Prices vary depending on the quality of the honey, but at the top end a small jar can cost upwards of £20. Waitrose sells 340g jars of Steens Raw 20+ Manuka honey for £32.95 and Sainsbury’s sells 250g jars of Comvita UMF 15+ Manuka honey for £21.99.
Holland & Barrett said the hefty price tags had made Manuka honey one of the most targeted products in its stores.
To minimise losses, the health food retailer is encouraging store staff not to put too many jars on shelf. “We have to put the products out so customers see them but members of staff are encouraged to only put out one or two jars of each product,” said security manager Martin Tooley.
He is also considering investing in electronic devices that would alert store staff if one or more products were picked from the shelves.

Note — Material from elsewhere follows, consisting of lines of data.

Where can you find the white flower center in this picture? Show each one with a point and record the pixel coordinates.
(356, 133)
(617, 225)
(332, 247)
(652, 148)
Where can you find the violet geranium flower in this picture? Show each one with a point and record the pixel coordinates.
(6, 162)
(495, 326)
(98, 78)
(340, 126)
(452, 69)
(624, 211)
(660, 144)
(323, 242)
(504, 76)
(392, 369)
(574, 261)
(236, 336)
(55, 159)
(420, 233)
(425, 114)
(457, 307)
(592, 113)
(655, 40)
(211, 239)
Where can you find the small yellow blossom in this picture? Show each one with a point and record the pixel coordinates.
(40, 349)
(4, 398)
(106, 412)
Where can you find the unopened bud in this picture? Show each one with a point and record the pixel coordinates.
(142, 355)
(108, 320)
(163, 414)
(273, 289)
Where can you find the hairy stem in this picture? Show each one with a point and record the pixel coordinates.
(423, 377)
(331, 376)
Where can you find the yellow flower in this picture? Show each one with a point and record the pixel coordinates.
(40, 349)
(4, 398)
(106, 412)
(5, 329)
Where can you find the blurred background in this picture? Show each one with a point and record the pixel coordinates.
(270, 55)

Other food retailers have invested in similarly basic security technology to put off shoplifters. Sainsbury’s has put plastic security boxes around the most expensive jars of Manuka honey in some stores, while in other shops it has attached security tags to jar bases.
Similarly, Tesco puts security boxes on Manuka honey jars in stores where they are frequently stolen.

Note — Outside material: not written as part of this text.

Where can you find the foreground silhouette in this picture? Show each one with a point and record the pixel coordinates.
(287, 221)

Scammers are also attempting to sell mislabelled jars of Manuka honey. Consumers on eBay have warned others to be wary of suspiciously cheap jars.
A buying guide on the auction site said scammers were either selling standard set honey with Manuka honey labels or relabelling lower-grade Manuka honey as higher-grade honey. The higher-grade honeys can be four times more expensive than lower-grade ones.

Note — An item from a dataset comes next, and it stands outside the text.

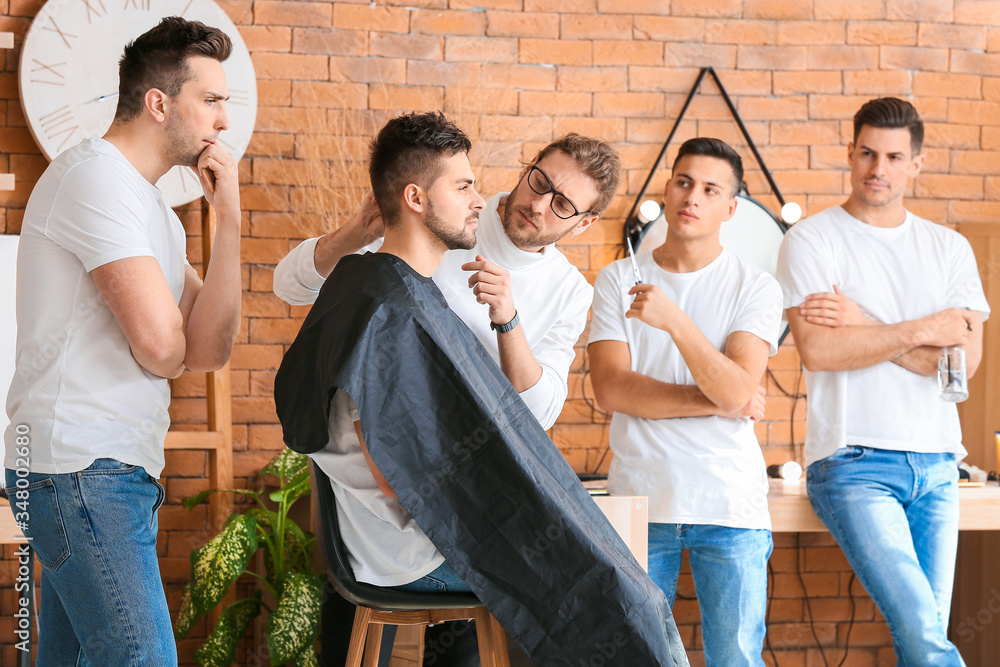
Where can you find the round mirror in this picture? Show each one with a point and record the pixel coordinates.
(753, 234)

Manuka honey is produced from Manuka trees that are found almost exclusively in the East Cape region of New Zealand.
Rising demand, particularly from Asia where the market is most developed, and tighter controls and better lab testing, are causing prices to rise even further.
Wholesale prices have risen by up to 30% over the past year, depending on the grade of honey, according to buyers.
In New Zealand, farmers have reported that hundreds of beehives are being stolen every year. Rising prices have made it a lucrative business and thieves can skip the slow initial start-up phase by stealing hives.